Tea tree preparations contain various percentages of tea tree oil. For treating acne, the typical strength is 5% to 15%; for fungal infections, 70% to 100% is usually used; and for use as a vaginal douche (with medical supervision), 1% to 40% concentrations have been used. It is usually applied 2 to 3 times daily, until symptoms resolve. However, tea tree oil can be irritating to the skin, so start with low concentrations until you know your tolerance.
The best tea tree products contain oil from the alternifoliaspecies of Melaleucaonly, standardized to contain not more than 10% cineole (an irritant) and at least 30% terpinen-4-ol. Oil from a specially bred variant of tea tree may have increased activity against microorganisms, while irritating the skin less. ^
What Is the Scientific Evidence for Tea Tree?
In a double-blind, placebo-controlled trial, 158 people with athlete’s foot were treated with placebo, 25% tea tree oil solution, or 50% tea tree oil solution, applied twice daily for 4 weeks. ^ The results showed that the two tea tree oil solutions were more effective than placebo at eradicating infection. In the 50% tea tree oil group, 64% were cured; in the 25% tea tree oil group, 55% were cured; in the placebo group, 31% were cured. These differences were statistically significant. A few people developed dermatitis in response to the tea tree oil and had to drop out of the study, but most people did not experience any significant side effects.
Another double-blind, placebo-controlled trial followed 104 people with athlete’s foot who were given either a 10% tea tree oil cream, the standard drug tolnaftate, or placebo. ^ The results showed that tea tree oil reduced the symptoms of athlete's foot more effectively than placebo but less effectively than tolnaftate. Neither treatment cured the infection in 100% of the cases, but each treatment cured many cases.
A third double-blind study followed 112 people with fungal infections of the toenails, comparing 100% tea tree oil to a standard topical antifungal treatment, clotrimazole. ^ The results showed equivalent benefits; however, because topical clotrimazole is not regarded as a particularly effective treatment for this condition, the results mean little.
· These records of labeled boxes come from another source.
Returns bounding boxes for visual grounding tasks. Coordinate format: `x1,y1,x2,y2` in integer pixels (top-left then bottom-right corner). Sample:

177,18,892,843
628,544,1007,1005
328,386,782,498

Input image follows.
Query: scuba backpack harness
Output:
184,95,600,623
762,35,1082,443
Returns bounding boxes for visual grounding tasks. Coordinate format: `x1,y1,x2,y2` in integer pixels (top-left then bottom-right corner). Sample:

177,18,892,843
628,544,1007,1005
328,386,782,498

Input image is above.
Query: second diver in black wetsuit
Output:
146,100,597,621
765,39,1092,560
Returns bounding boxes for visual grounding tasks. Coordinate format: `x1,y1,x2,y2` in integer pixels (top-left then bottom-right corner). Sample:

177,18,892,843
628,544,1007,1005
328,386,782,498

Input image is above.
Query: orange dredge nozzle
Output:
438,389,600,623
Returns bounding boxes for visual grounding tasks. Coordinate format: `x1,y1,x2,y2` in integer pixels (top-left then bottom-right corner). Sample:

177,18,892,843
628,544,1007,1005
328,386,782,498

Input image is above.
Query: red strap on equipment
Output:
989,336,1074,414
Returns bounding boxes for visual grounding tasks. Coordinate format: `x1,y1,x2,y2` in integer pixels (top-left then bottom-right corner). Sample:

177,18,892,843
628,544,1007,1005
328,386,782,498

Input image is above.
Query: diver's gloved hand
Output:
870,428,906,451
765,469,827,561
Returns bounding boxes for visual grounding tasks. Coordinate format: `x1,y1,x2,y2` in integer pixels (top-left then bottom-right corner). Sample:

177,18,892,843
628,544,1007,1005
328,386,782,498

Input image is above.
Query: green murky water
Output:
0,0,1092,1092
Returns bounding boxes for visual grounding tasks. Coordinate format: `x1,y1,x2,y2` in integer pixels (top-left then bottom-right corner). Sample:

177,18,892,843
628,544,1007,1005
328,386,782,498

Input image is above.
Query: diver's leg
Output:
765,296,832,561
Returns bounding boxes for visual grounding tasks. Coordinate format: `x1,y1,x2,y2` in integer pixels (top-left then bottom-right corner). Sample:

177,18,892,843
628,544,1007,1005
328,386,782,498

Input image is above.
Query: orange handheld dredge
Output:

In a 4-week, placebo-controlled study of 126 people with mild to moderate dandruff , use of 5% tea tree oil shampoo significantly reduced dandruff symptoms. ^ Unfortunately, this study was not double-blind: the researchers knew which participants were receiving tea tree oil and which were receiving placebo. For this reason, its results can’t be taken as completely reliable. (For more information on why double-blinding matters, see Why Does This Database Rely on Double-blind Studies? )
The best evidence for benefits with tea tree oil as a treatment for acne comes from a randomized double-blind clinical trial of 60 people with mild to moderate acne symptoms. ^ In this study, participants were divided into two groups and treated with placebo or 5% tea tree oil gel. Over the 45-day study period, researchers evaluated acne severity in two ways: by means of counting the total number of acne lesions (TLC) and also by rating acne severity on a standardized index (ASI). The results showed that tea tree oil gel was significantly more effective than placebo at reducing both the number of acne lesions and their severity.